Esto porque por fin vi una de las películas que más he esperado en toda mi vida, La cabaña. Leí el libro en 2008, año en el que hasta ahora estaba descubriéndome como escritor audiovisual, pero eso sí valorando la oportunidad de confirmar que no estaba loco, pues siempre he creído en un Dios totalmente distinto al que los entes religiosos nos han intentado presentar a la fuerza.

Nunca he podido imaginar a un Dios tirano que creó robots perfectos, programados a vivir en un mundo feliz y con la cara de Ned Flanders. Eso me llevó a dudar del esquema doctrinal que muchos intentaron inyectarme a contrapelo. Así le sucede a Mackenzie Phillips, padre de familia como cualquiera, y con esto me refiero a traumatizado, lleno de taras y problemas que por más que intenta no heredarle a sus hijos, su misma condición no se lo permite.

La historia va avanzando hasta lo importante, momento en el que Mack debe enfrentarse a su peor temor, la desaparición de su hija Missy, desbaratando su acomodada teoría de vida familiar para quedarse en ese oscuro rincón que todos tenemos.
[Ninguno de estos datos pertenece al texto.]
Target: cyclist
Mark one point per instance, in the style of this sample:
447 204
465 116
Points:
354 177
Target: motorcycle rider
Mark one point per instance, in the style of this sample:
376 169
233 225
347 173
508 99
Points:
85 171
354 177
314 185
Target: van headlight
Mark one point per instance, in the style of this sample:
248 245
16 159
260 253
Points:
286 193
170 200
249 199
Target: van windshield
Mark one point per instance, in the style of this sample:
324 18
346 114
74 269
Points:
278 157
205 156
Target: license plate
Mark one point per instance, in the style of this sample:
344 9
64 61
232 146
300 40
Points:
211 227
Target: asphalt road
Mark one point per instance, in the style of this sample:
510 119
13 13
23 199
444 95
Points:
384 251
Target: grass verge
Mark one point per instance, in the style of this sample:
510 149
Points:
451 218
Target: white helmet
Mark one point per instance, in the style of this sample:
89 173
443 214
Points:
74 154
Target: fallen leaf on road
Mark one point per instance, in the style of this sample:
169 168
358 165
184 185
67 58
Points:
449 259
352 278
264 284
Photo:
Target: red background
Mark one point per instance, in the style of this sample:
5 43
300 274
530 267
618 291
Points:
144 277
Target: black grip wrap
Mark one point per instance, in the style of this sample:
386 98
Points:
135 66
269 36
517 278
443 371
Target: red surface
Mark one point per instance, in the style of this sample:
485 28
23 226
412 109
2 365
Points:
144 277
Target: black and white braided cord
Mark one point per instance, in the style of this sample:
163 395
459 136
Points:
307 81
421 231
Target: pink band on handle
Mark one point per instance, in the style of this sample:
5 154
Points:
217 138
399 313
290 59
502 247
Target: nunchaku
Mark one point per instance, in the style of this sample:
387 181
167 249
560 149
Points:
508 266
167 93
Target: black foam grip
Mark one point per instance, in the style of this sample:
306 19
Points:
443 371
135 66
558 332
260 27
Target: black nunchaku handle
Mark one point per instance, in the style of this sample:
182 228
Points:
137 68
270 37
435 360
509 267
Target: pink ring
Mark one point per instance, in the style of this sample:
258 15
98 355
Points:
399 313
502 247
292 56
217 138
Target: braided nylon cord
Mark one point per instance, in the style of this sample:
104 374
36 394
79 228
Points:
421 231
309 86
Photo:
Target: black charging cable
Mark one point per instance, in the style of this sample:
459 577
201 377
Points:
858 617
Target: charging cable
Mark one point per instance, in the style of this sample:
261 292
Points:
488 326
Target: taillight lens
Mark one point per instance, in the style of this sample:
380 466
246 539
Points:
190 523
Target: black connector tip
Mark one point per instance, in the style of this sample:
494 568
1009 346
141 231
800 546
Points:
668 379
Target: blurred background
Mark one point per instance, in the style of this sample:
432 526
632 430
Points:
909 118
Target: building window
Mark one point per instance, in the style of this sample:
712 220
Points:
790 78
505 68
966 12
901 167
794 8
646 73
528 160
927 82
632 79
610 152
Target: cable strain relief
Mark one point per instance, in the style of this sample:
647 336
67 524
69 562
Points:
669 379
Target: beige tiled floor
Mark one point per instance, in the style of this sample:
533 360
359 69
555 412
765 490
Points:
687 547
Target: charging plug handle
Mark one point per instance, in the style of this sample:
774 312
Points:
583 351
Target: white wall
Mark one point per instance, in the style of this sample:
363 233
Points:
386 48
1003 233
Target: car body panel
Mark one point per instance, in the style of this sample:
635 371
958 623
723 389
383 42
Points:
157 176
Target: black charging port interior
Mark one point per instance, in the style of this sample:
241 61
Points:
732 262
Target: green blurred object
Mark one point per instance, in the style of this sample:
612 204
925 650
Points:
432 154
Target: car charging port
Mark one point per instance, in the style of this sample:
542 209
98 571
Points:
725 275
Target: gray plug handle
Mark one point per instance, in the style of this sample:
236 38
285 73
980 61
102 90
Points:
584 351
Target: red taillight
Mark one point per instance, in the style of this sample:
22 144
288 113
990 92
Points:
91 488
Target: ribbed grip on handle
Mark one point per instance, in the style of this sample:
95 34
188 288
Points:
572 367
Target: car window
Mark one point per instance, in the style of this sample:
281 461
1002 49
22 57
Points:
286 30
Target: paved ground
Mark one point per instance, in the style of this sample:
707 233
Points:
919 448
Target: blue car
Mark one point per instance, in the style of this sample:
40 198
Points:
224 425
En un país como este en el que vivo, plagado de violencia y corrupción, nadie está exento de tener una oportunidad única de redención, donde el peso de nuestros actos puede descargarse, liberando los brazos para recibir el perdón que tanto necesitamos.

Alguna vez alguien me preguntó: ¿Cómo es tu Dios? Esto, para mí, que he querido dedicar mi vida a redimir esa falsa imagen del Señor de los cielos -no el narco, sino el Demiurgo del universo- es la perfecta oportunidad para hablar de la eternidad, porque soy de esos cristianos que todavía creen en el amor y en el respeto como el camino genuino de evangelización. Películas como esta me hinchan el pecho de orgullo porque por fin parece que el cine y los contenidos espirituales superan el clásico planteamiento apocalíptico, para adentrarse en la médula de la vida cotidiana y real, que siempre será más feroz que la ficción.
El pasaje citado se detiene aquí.